The availability of genome-scale inter- and intraspecies data leads to new opportunities in phylogenetics to improve tree accuracy and resolution as well as to take important steps towards understanding the process of speciation.
We present a reversible Polymorphism-Aware Phylogenetic Model (revPoMo) for species tree estimation from genome-wide data. revPoMo enables the reconstruction of large scale species trees for many within-species samples. PoMo expands the alphabet of DNA substitution models to include polymorphic states (De Maio et al., MBE 2013). It is a selection-mutation model which separates the mutation process from the fixation process. Thereby, a Moran process is used to model genetic drift. Although a single phylogeny — the species tree — is considered, PoMo naturally accounts for incomplete lineage sorting because ancestral populations can be in a polymorphic state. A large scale simulation study as well as applications to great ape data (12 populations in total, Prado-Martinez et al., 2013) show that PoMo is fast while being more accurate than coalescent-based methods (De Maio, Schrempf, and Kosiol, Syst. Biol. 2015).
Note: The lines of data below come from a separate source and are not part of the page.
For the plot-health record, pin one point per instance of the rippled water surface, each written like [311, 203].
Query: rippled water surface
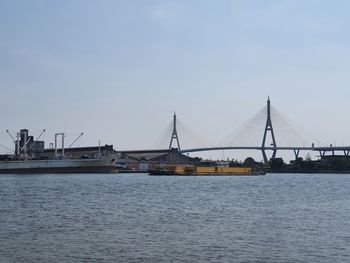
[139, 218]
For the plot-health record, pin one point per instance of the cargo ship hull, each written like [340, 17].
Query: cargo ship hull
[58, 166]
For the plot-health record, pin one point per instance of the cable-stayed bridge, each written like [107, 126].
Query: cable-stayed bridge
[267, 131]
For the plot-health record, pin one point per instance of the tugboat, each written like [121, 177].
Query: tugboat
[29, 157]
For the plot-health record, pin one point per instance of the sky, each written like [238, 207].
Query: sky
[118, 70]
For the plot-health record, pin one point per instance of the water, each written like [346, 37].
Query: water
[139, 218]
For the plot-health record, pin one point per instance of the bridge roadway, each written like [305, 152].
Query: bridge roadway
[296, 149]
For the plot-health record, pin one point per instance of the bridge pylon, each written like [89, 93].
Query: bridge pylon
[268, 128]
[174, 135]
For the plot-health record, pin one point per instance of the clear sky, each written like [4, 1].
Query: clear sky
[117, 70]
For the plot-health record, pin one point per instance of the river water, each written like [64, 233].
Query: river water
[140, 218]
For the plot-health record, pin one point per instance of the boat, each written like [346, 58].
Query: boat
[196, 170]
[30, 157]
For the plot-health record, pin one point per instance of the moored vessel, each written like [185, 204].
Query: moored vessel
[205, 170]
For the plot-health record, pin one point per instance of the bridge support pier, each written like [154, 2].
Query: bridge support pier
[174, 135]
[269, 128]
[296, 153]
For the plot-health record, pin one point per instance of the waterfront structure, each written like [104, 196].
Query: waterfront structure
[31, 157]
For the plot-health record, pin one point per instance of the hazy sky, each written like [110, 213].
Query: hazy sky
[117, 70]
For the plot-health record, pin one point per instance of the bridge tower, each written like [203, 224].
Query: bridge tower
[268, 128]
[174, 135]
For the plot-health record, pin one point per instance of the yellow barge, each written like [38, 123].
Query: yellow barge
[204, 170]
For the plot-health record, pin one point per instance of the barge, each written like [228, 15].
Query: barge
[194, 170]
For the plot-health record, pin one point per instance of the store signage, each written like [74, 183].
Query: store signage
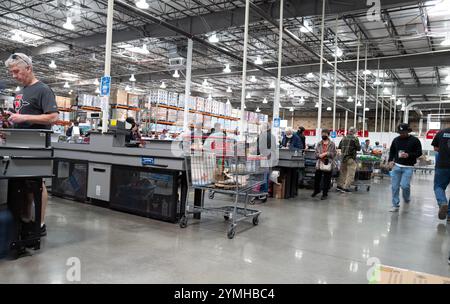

We recently implemented revPoMo in the maximum likelihood software IQ-TREE (Nguyen et al., 2015). The runtimes of our approach and standard substitution models are now comparable on large trees (e.g. 60 species with 10 individuals each) but revPoMo has much better accuracy in estimating trees, divergence times and mutation rates under the scenarios of recent radiation and incomplete lineage sorting. The advantage of revPoMo is that an increase of sample size per species improves estimations but does not increase runtime. Therefore, revPoMo is a valuable tool with several applications, from speciation dating to species tree reconstruction. We also present preliminary results on applying our method to genome-wide data from baboons showing interesting insights into their complex population history and new estimates of divergence times and mutation rates.